The ventilation expertise of the Clean Air team has made them the supplier of vehicle exhaust extraction and dust collection systems preferred across a wide range of industries, including pharmaceutical companies, chemical manufacturing plants, cosmetics companies, warehouses, auto garages, heavy equipment and rental companies, vocational schools, transportation services, military installations, fleet maintenance shops, engineering firms, educational institutions, vocational schools, auto dealerships, utility companies, and fire and EMS departments. The industrial ventilation specialists at Clean Air’s Woodbridge, NJ facility engineer, install, maintain and service high-quality dust-collection and vehicle exhaust extraction systems to improve indoor air quality for companies in New Jersey, Pennsylvania, Delaware, Connecticut, New York and New York City, including Manhattan, Long Island, Staten Island, Queens, Brooklyn and the Bronx. 

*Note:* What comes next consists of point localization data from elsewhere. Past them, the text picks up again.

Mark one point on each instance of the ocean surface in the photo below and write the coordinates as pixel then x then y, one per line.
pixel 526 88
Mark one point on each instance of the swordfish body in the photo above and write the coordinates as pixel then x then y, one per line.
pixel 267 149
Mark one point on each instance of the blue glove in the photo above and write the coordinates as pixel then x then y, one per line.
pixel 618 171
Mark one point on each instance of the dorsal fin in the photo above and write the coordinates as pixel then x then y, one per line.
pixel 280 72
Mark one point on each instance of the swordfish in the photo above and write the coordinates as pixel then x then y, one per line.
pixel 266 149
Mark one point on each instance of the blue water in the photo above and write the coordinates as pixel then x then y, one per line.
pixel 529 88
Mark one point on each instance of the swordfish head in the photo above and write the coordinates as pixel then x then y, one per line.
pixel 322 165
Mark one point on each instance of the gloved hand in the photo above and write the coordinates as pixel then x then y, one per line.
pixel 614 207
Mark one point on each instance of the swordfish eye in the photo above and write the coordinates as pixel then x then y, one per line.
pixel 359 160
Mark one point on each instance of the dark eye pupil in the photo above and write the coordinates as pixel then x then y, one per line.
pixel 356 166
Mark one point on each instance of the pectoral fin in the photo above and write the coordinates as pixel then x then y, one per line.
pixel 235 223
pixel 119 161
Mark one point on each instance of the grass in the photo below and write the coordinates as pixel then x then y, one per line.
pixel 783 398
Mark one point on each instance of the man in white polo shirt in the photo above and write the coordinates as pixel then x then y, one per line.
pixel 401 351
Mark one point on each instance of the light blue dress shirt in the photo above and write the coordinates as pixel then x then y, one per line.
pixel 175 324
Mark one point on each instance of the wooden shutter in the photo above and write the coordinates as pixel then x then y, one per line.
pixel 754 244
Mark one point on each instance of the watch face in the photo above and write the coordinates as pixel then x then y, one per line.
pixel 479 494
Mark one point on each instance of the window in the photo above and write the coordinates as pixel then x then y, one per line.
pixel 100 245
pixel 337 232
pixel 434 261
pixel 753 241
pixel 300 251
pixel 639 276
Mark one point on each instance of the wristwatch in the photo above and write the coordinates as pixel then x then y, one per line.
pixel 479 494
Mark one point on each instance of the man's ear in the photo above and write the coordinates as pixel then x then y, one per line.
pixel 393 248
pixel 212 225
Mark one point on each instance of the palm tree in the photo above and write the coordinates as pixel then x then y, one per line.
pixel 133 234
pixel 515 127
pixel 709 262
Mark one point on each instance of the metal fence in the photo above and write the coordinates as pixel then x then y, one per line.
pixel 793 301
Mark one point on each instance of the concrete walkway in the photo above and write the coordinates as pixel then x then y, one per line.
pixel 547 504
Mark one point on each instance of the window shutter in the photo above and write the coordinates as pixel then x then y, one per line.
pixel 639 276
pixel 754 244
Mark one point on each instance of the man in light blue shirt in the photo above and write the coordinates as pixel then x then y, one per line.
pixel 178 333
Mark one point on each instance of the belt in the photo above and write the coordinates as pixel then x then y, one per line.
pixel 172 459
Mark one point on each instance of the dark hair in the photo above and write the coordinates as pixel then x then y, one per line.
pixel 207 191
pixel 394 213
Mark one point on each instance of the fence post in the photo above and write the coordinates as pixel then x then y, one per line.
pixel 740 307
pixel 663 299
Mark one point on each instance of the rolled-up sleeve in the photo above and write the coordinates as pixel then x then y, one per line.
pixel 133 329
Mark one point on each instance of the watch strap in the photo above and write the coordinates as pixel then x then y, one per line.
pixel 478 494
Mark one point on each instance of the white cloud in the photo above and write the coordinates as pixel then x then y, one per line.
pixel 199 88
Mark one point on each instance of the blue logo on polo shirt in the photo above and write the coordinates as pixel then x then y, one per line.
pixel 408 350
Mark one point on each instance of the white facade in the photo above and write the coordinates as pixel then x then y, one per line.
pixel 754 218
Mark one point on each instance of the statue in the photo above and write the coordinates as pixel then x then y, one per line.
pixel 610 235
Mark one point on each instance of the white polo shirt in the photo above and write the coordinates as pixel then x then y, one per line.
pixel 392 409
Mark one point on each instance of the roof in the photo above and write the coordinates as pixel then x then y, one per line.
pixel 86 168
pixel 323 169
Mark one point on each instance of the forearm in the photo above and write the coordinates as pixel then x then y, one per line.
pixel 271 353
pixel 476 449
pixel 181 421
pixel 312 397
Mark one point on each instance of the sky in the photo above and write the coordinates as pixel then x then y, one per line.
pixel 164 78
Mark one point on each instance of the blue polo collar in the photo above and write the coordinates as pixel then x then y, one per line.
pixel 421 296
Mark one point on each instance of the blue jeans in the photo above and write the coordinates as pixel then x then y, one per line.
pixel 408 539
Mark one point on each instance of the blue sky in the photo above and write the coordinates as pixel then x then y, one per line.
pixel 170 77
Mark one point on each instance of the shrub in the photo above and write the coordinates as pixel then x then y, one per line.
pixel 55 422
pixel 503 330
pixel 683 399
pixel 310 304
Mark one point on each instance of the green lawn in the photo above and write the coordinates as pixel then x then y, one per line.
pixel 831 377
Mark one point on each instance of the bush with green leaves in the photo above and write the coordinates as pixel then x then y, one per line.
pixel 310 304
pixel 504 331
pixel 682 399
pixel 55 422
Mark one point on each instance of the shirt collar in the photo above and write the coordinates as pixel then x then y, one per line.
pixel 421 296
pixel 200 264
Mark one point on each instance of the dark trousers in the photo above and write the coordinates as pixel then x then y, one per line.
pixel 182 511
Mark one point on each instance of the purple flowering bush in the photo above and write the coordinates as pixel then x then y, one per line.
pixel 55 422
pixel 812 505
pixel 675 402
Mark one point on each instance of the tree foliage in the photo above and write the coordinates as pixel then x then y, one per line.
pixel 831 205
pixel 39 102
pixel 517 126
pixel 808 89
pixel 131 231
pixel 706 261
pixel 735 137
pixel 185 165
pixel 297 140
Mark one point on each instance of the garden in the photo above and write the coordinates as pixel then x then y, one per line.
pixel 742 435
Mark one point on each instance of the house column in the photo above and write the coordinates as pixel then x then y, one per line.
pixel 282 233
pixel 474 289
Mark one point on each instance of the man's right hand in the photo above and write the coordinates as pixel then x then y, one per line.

Clean Air Company offers service and maintenance contracts tailored to each facility’s needs to ensure its dust collection system runs efficiently and extends its life. Clean Air’s maintenance agreements feature an annual 52-point checkup that keeps the vehicle exhaust extraction system running smoothly and prevents costly and disruptive shutdowns. With access to a large selection of top brands, Clean Air can also provide and install replacement parts for an existing vehicle exhaust ventilation or dust collection system.